Expressing thanks regularly and doing it well is one of the most profitable business strategies you can have.
Study after study reveals that when you say “Thank you” to your customers, they both spend more money and tell their friends about the exceptional service and products you deliver, increasing your profits. Volumes chronicle how employee productivity zooms when appreciation is expressed, raising your margins. Vendors go the extra mile to extend credit and deliver “just in time” when they hear gratitude regularly, and keep your cash flowing.
Giving thanks works in business. It’s overwhelming how well it works at Executives’ Association. It is the foundation upon which we are built, and it shows each and every Tuesday morning at our meetings. All of us listen intently and with sincere interest as the members share appreciation and related stories about how the other members have helped their businesses and their families the previous week. We leave each week with a feeling of genuine pride for being part of such a special group, a close network, a second family. We are fortunate indeed, and have so many reasons to be grateful.
Here are some effective and efficient ways for you to express gratitude to the important players in your business’ success:
Be specific in your thanks.
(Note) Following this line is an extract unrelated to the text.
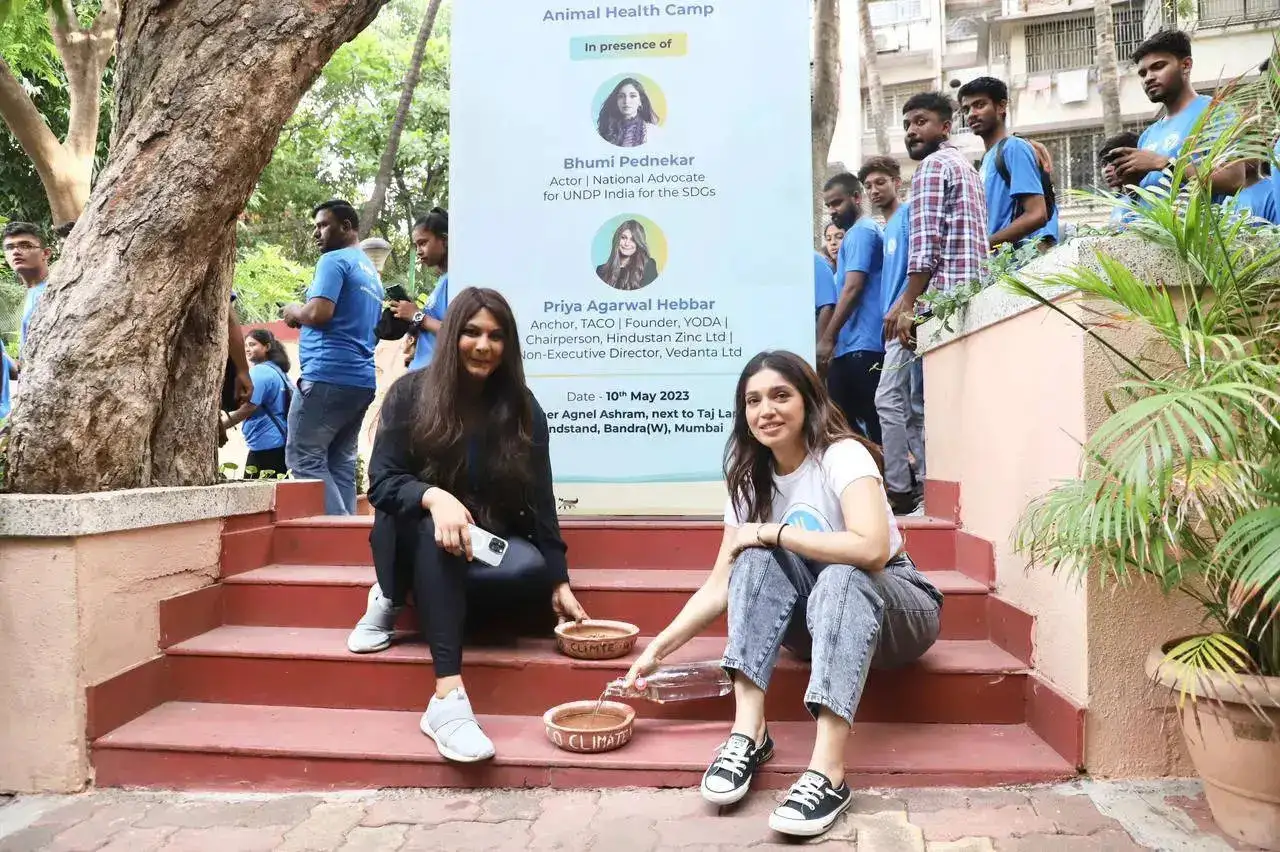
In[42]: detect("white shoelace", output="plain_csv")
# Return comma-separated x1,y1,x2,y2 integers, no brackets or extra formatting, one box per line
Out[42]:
714,737,751,777
787,773,823,811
It’s one thing to say, “I appreciate what you did today. Thanks a lot.” That’s a soap-bubble comment. Pretty while it lasts, but gone in seconds. It’s general and vague. When you thank them for something specific, that’s Velcro. That’s a thanks they remember because it sticks. You hook your gratitude to something the employee did. For instance, an employee just handled a difficult phone call with a customer really well. Thank them for that specific activity.
Appreciate the process. Target your appreciation on what the employee or vendor did. Let’s go back to the worker who took the phone call. Avoid telling the employee, “Thanks for helping me keep that customer.” That’s just an outcome that benefits you. Say, “I like how you hung in there when that customer was being difficult. You were really patient and respectful.” The same type of strategy goes for vendors. Give thanks for doing something that was an extra-mile effort for them, recognizing the above-and-beyond work. It’s about them, not you. Showing that you know something about them, and that you’re able to place yourself in their shoes, is incredibly valuable. Connect your gift-giving with life beyond the business walls. If a vendor became a grandpa, give him a copy of “Goodnight, Moon” to read to the little one. If an employee’s mother died of breast cancer this year, make an end-of -the-year donation to Race for the Cure in her name. Such intimacy breaks the relationship ice in a transformational, not just transactional, direction which is the game-changing pathway to greater profits.
Go old school with your thanks. In this pixelated world of emails and texts, Facebook and Twitter, the simple and quick act of writing a handwritten expression of gratitude can go a long way. There’s something special today about a handwritten note. Just say, “I know you could do business with others, but you chose us. Thank you! We treasure our relationship.” Remember, your Executives’ Association of the Palm Beaches has pre-printed thank you notes and envelopes for you to pick up at breakfast each Tuesday. There’s space for you to add your own short note, and it couldn’t be quicker or easier.
When your gratitude is sincere, and you express it, your business will likely say “Thank you” back to you as you increase your profits year-round.